That sucks. So sorry! My mother-in-law lived with a friend who neglected her dog. It's awful to watch family and friends not taking proper care of their pets. 

I'm not sure if you're willing or able but you may want to call around and find out about free/cheap neutering and spaying services in your area. The SPCA and some vets will spay and neuter for cheap or free if people really can't afford it, especially if it's going to result in more kittens.


----------



## 2DogsN3Cats (May 25, 2010)

I really hate people that do stuff like that. I get mad enough because a lot of dog people I know treat cats like they are nothing or less than nothing. It just breaks my heart because I love cats Ive always had them growing up and couldnt imagine not having a cat in my life. Even now BF and I went from a rule of having no pets to having one cat we adopted from my moms farm, a couple months later a lady I worked with had to start rehoming her cats and I took in Fatman as a friend for Hercules who has having some seperation anxiety...go figure those 2 dont even like each other but no fighting haha and last summer since we live on a farm we get a lot of drop offs and while taking Franklin down to get the mail he found a little kitten who in 90+degree weather I brought inside to feed and water and of course convinced BF we had to have her couldnt live without her and now we are happily owned by 3 spoiled rotten cats who have their own bedroom.

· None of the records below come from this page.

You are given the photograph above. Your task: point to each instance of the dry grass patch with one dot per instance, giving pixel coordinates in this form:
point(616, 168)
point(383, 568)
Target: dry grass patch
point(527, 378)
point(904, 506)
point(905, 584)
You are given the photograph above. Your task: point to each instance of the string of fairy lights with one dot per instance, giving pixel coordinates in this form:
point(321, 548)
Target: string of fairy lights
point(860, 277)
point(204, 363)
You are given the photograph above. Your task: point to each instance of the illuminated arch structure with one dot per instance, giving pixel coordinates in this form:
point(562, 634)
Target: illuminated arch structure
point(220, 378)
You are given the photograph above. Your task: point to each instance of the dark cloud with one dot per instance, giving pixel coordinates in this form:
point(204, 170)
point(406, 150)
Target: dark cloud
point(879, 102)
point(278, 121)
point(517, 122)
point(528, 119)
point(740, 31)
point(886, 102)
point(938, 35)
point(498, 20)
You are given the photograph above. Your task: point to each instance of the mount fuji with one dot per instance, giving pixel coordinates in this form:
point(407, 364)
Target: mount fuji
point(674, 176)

LOL.

BFs step mom who is the biggest hypocondriac in the world is 'allergic' to cats and when they had to watch her sons cat while they were moving she would just leave the cat locked in their business office with its litter and stuff and NO INTERACTION whatsoever. They didnt even bother turning the heat on in the office for the cat and would get mad because they would leave the adjoining door open to the garage where their expensive cars were kept and she would jump on top of the cars. It just baffled my mind but the owners never said anything even though they were supposidly upset about this. I even offered to babysit the cat for them because hello I have cats I like them and I would give her the best care possible. But IMO they arent even good owners as it is they make over 100K a year and this cat is seriously over weight and I tried to help them get her on a better food (they just grab whatever is cheapest at walmart) and get her to lose weight. Nope they didnt care... They even let the sister shave the poor cat because she sheds. WTH seriously shes a cat get a brush and brush the poor thing shes 15 yrs old STOP GIVING THE CAT A MOHAWK...Ive gotten so upset and livid about this all I dont even bother talking to them hardly. Stupid people....

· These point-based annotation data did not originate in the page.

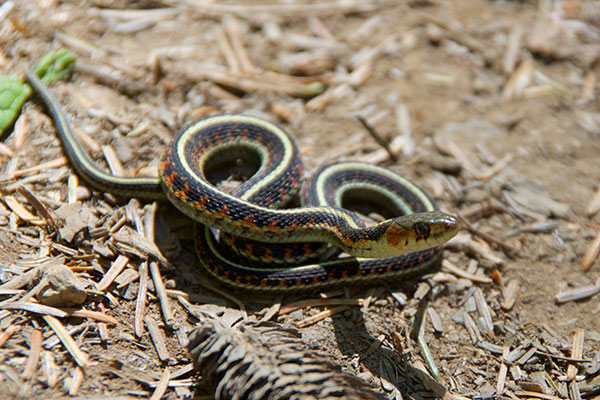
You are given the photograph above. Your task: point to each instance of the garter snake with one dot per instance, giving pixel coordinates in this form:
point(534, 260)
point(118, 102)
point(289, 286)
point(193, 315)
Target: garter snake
point(390, 249)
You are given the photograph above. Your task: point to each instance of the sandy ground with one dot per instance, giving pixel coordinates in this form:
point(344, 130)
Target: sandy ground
point(490, 105)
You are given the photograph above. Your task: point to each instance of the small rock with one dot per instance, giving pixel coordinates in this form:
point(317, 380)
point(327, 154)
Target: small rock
point(61, 287)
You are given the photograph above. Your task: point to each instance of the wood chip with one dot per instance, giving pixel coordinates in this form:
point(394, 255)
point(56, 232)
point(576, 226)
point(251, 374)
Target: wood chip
point(510, 293)
point(578, 293)
point(484, 311)
point(4, 336)
point(140, 304)
point(576, 352)
point(157, 339)
point(79, 356)
point(162, 385)
point(35, 347)
point(76, 380)
point(591, 253)
point(115, 269)
point(159, 287)
point(502, 372)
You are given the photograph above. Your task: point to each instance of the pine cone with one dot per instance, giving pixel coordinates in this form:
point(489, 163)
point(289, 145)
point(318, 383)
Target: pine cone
point(263, 360)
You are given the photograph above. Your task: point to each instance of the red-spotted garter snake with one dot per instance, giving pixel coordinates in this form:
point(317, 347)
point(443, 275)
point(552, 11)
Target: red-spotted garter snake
point(390, 249)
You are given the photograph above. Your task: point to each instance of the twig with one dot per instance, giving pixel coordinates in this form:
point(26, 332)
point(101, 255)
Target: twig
point(162, 385)
point(161, 293)
point(140, 304)
point(35, 346)
point(157, 339)
point(591, 253)
point(79, 356)
point(381, 141)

The other step brother and his wife just put their cat to sleep because it peed in the house and would drop its toys in the water dish. I havent spoken to her in months because I flat out said if she gets anywhere near me Im going to call her out for being a heartless murdering B word. She tells everyone how she tried everything to rehome the poor kitty well she didnt call me, and she cant say she doesnt have my phone number because she does she texted me the night she put her cat to sleep about a different matter. I could have taken the cat in and reached out to friends on TCS to rehome him. I would have told her to try Feliway to help his anxiety or take him to a vet to check for a UTI or geez you have 2 cats and one litter box that is rarely cleaned out GET ANOTHER LITTER BOX. Im just appalled at these people views on cats being sub species and not good enough for the care that their dogs recieve. But why am I shocked they dont even bother to housetrain their dog. 


These people that Ive had to interact with regularly are the reason why I stay home alone and dont interact with other people. They just disgust me the way they treat cats the way they discriminate against my dog. They all have 'mini doxies' but get mad because the one is so severely overweight she can barely walk. And the other isnt even a purebred its part basset and part standard doxie. Yet they feel the need to pick apart my dog because I worked my butt off to keep him from getting overweight to keep him within his breeds standard of size and weight. Because I did research on neutering pros and cons and adamently refuse to neuter both Max and Franklin till they are 2 years old at the minimum. Oh and dont get me started on how they all think Max is evil and vile because he is a big dog. 

Ugh Im gonna crawl in my hole again trying to find good in humans. LOL.....I just wish people who should NEVER own pets could be put on a list and banned for life from having pets or kids. They just add to the already messed up population as it is.


----------



## lgnutah (Feb 26, 2007)

Kill her? Just kidding.
The saddest thing we have to learn is that we can't control anyone's behavior but our own. So, you can try to educate your sister, but unless she is willing to accept your information as true......
Let us just hope that by continually being exposed to your good example, she will follow your lead?


----------